Legende des geheimnisvollen Waldes
Lily ging ihre Strasse entlang und musste den Hals recken, um nach vorne zu sehen. Ein Umzugswagen stand vor dem vordersten Haus. «Da zieht jemand ein», dachte sie. Hoffentlich sind es Kinder! Die könnten in unserer Bande mitmachen. Im Dorf gehörten nämlich alle Kinder, ausser Lilys ältere Brüder, einer Bande an. Sie nannten sich den Inneren Kreis. Lily wollte eben zu einem Treffen dieser Bande.
Ein Junge sprang aus dem Umzugswagen und trug eine Kartonschachtel zu einem Mädchen im Hauseingang. Lily berührte ihr Armand: Es war das Bandenzeichen vom Inneren Kreis. Die Beiden würden vermutlich in wenigen Tagen dieses Band auch tragen. Lily nahm sich vor, die Beiden als neue Mitglieder vorzuschlagen. Sicher würde Noah, der Bandenhäuptling, sie mit offenen Armen empfangen.

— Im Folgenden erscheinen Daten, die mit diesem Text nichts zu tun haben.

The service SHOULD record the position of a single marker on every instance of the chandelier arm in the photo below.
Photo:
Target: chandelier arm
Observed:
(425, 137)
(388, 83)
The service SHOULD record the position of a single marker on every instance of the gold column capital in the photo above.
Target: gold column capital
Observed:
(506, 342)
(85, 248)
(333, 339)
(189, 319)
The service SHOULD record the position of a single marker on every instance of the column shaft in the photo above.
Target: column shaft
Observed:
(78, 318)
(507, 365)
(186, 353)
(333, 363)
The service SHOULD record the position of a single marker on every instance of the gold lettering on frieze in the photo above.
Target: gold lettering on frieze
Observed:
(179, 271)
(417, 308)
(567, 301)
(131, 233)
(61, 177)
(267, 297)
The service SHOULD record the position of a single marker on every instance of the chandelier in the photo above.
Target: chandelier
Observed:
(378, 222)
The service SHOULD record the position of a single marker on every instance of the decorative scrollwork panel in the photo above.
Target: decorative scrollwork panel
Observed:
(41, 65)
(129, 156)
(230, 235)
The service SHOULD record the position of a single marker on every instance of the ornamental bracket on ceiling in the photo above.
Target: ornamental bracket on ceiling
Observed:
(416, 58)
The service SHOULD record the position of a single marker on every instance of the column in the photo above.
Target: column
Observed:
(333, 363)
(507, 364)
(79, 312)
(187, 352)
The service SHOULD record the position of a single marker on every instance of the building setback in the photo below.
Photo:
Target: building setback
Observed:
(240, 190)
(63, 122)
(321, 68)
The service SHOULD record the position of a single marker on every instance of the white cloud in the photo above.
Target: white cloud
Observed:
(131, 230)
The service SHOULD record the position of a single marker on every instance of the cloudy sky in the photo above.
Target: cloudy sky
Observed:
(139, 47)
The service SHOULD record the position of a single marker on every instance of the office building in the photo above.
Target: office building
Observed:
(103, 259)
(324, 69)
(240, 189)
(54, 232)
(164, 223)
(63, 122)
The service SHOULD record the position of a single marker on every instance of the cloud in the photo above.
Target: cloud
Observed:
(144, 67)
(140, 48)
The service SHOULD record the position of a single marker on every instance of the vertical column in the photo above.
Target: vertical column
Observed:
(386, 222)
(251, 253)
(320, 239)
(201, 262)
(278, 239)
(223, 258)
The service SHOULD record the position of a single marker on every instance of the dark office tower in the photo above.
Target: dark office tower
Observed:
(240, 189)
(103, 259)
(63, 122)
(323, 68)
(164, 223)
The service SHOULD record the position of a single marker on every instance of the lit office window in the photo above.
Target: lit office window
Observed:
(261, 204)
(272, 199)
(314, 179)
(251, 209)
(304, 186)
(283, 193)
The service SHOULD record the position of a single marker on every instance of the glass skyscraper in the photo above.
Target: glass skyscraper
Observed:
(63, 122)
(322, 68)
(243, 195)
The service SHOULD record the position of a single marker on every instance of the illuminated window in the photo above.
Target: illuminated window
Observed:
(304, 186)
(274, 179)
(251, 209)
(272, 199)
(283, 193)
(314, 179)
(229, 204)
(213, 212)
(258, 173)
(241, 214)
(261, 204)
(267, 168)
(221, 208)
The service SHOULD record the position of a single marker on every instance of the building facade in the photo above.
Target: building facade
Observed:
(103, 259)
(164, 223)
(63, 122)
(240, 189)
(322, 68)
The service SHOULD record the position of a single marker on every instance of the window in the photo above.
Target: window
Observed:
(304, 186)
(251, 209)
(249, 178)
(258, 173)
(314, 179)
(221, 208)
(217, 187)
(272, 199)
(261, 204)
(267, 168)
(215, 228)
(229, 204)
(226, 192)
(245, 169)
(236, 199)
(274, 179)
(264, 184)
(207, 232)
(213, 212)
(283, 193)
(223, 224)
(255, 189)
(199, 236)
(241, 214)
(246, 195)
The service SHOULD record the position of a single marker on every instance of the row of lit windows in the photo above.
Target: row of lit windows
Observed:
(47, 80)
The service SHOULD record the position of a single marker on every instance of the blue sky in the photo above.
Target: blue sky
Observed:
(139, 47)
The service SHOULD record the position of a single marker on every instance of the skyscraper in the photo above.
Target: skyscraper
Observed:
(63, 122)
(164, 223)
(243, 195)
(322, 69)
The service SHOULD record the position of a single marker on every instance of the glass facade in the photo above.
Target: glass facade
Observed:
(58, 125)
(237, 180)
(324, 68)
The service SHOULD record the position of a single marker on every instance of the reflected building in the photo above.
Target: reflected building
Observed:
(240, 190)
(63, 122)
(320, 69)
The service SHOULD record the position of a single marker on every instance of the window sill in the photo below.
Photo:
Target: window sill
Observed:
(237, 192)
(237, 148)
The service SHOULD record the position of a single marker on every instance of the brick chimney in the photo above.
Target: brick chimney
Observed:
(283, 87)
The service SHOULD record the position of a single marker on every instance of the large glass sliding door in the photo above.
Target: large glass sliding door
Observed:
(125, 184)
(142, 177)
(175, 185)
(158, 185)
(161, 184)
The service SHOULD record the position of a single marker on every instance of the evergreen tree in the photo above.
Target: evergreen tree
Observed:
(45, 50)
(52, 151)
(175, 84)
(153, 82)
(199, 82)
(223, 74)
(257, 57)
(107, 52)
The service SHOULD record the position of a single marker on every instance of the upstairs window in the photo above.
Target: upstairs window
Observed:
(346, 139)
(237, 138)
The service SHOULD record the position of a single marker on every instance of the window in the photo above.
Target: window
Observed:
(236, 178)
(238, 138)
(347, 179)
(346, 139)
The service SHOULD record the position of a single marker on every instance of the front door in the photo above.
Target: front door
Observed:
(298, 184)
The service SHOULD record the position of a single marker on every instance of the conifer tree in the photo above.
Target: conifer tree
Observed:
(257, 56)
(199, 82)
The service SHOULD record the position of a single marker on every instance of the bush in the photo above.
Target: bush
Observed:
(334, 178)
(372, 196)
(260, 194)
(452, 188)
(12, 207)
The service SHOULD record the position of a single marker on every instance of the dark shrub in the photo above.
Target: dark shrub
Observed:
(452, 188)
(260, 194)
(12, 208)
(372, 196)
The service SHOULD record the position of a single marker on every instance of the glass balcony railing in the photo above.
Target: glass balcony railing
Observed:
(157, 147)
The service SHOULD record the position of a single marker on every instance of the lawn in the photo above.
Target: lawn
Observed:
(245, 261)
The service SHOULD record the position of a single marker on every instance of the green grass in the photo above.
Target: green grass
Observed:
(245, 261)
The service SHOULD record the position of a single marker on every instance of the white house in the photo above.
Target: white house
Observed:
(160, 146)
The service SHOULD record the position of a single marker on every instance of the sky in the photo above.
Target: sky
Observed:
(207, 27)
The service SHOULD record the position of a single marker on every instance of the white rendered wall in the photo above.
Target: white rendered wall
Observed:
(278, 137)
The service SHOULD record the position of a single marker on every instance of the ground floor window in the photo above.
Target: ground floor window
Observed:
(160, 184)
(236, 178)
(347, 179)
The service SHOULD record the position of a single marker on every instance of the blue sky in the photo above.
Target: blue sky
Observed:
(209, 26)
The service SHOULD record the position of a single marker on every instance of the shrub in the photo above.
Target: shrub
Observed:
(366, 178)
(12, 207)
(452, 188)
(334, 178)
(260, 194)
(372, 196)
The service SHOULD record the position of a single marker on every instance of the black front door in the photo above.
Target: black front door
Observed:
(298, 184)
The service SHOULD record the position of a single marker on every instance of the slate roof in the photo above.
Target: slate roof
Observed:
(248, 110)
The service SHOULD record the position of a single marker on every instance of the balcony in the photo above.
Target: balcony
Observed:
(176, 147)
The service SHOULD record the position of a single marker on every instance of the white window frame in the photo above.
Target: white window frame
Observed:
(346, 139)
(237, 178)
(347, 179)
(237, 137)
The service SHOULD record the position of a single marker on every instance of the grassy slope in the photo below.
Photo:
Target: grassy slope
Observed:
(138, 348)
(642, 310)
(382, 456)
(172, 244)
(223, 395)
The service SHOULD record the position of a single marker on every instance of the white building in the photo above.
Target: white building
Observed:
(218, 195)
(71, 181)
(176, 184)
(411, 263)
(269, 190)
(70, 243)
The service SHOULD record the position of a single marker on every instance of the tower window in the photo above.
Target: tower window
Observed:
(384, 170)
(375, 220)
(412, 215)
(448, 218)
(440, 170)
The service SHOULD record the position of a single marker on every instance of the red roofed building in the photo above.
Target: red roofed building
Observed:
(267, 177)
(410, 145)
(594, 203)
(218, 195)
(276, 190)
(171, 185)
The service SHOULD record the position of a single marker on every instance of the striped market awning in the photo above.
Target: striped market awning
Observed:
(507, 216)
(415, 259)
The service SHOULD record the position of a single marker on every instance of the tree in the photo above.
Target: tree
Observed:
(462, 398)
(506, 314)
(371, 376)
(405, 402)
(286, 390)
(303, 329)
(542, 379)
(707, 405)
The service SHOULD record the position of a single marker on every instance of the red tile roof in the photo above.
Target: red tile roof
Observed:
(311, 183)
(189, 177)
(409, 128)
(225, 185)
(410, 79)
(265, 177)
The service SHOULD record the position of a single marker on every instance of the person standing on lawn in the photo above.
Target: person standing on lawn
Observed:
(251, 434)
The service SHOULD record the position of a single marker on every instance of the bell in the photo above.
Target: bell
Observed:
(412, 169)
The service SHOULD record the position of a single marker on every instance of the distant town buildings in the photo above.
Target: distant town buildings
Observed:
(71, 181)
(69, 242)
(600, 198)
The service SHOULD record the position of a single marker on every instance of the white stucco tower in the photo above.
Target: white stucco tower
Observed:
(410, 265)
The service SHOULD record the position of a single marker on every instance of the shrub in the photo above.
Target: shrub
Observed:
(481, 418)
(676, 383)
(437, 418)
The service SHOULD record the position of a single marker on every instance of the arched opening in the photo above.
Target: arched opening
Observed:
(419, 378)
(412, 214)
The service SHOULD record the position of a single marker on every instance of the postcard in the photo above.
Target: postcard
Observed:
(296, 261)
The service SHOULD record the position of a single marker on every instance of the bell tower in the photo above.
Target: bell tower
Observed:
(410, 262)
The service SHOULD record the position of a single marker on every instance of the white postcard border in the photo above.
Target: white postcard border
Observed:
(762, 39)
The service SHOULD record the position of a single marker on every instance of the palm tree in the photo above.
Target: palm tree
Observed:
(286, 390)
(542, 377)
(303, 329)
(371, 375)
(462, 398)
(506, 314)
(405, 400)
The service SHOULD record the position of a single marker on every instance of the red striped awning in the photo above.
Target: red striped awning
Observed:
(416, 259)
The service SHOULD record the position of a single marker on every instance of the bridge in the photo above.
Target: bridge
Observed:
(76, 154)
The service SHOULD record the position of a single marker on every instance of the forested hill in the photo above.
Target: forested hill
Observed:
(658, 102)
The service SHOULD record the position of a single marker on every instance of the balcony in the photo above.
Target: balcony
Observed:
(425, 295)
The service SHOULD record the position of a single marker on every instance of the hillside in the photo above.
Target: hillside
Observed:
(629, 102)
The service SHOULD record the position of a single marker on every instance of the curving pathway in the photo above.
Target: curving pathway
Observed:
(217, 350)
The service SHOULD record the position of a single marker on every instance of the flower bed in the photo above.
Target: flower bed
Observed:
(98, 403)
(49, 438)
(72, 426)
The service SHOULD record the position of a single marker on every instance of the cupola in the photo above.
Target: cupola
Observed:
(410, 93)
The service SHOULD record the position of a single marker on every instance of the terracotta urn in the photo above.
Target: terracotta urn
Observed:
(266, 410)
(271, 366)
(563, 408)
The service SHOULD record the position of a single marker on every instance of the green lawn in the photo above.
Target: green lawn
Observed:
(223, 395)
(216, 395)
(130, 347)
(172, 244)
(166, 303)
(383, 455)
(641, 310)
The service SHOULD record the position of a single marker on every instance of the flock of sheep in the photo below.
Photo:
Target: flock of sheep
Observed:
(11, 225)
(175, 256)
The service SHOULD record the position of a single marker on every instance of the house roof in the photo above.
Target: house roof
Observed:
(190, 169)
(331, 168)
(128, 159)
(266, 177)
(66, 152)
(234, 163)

«Zack Wells», rief Lily vor einem alten Haus das Passwort, welches immer ein Name eines Bandenmitgliedes war. Die Tür des Hauptquartiers wurde geöffnet und Lily ging hinüber zu ihrem Platz. Sie war als Letzte angekommen, denn die anderen zehn Kinder blickten schon gespannt zu Noah hinüber. Dieser räusperte sich und fragte in die Runde: «Hat jemand von euch Neuigkeiten zu erzählen?» – «Ja, ich», sagte Lily, «in unserer Strasse zieht eine neue Familie ein. Die Kinder dürfen doch bei uns mitmachen, nicht wahr, Noah?»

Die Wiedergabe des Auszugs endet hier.